Basile Boli passeggia con il massimo trofeo continentale conquistato dal Marsiglia grazie ad una sua rete (Image Data)
E’ in stato di fermo l’ex calciatore francese dell’Olympique Marsiglia Basile Boli, che evoca brutti ricordi nella memoria dei tifosi milanisti.
Il quarantaduenne difensore dell’Olympique Marsiglia, che con una sua rete di testa regalò la vittoria ai transalpini nella Champions League della stagione 1992/1993 all’Olympiastadion di Monaco di Baviera, è stato arrestato perché sospettato di truffa nel quadro di un’inchiesta condotta dalla procura di Nanterre.

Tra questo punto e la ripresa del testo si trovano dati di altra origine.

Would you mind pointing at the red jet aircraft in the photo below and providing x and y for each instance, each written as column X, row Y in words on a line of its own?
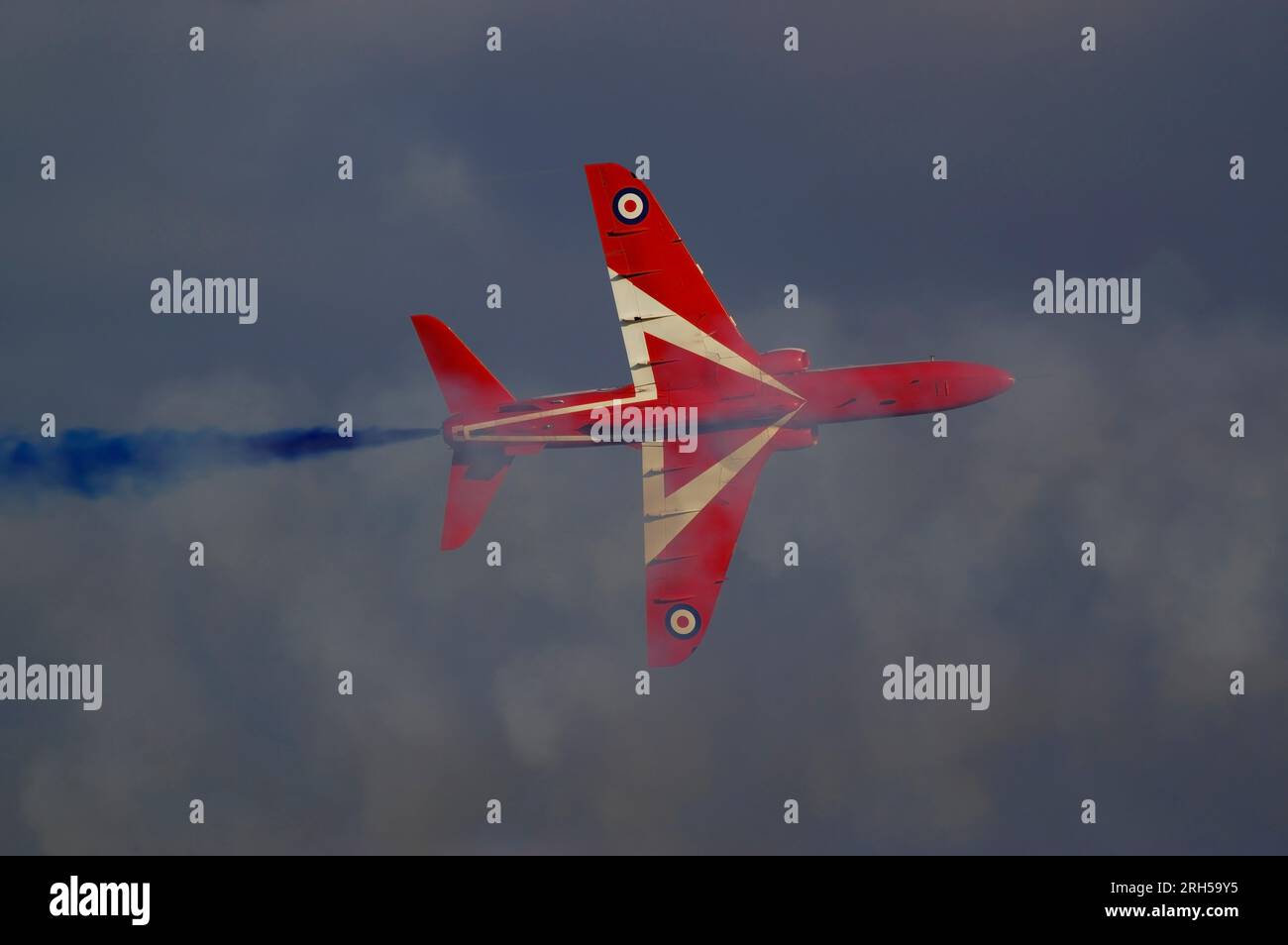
column 684, row 352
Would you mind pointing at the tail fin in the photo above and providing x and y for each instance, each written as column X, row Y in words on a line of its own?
column 465, row 382
column 478, row 471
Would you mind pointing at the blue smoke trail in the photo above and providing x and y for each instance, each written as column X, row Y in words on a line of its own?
column 93, row 464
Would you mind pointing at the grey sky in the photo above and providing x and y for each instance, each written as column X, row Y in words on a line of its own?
column 516, row 682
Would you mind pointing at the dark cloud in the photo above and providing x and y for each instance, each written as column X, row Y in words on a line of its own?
column 475, row 682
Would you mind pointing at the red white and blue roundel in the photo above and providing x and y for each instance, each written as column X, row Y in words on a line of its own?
column 630, row 205
column 683, row 621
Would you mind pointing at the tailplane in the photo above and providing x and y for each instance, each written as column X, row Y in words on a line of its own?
column 480, row 469
column 465, row 382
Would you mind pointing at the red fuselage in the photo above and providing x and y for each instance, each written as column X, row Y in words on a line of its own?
column 827, row 395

Basile Boli, dopo aver appeso le scarpette al chiodo, è presidente dell’associazione Intraprendere e avere successo in Africa, con cui s’impegna in operazioni umanitarie e sociali nel continente africano.
La disavventura di Basile Boli, si va sommare a tutte le vicissitudini vissute dai marsigliesi dopo la conquista della Champions League del 1993, che li ha portati addirittura alla retrocessione a causa dello scandalo dell’allora presidente Bernard Tapie.
A Marsiglia in questo momento staranno pensando che il malocchio subito da Cristiano Ronaldo a causa di un’avventura amorosa finita male, è nulla confronto alla maledizione lanciata dai diavoli rossoneri, dopo la sconfitta in Champions League.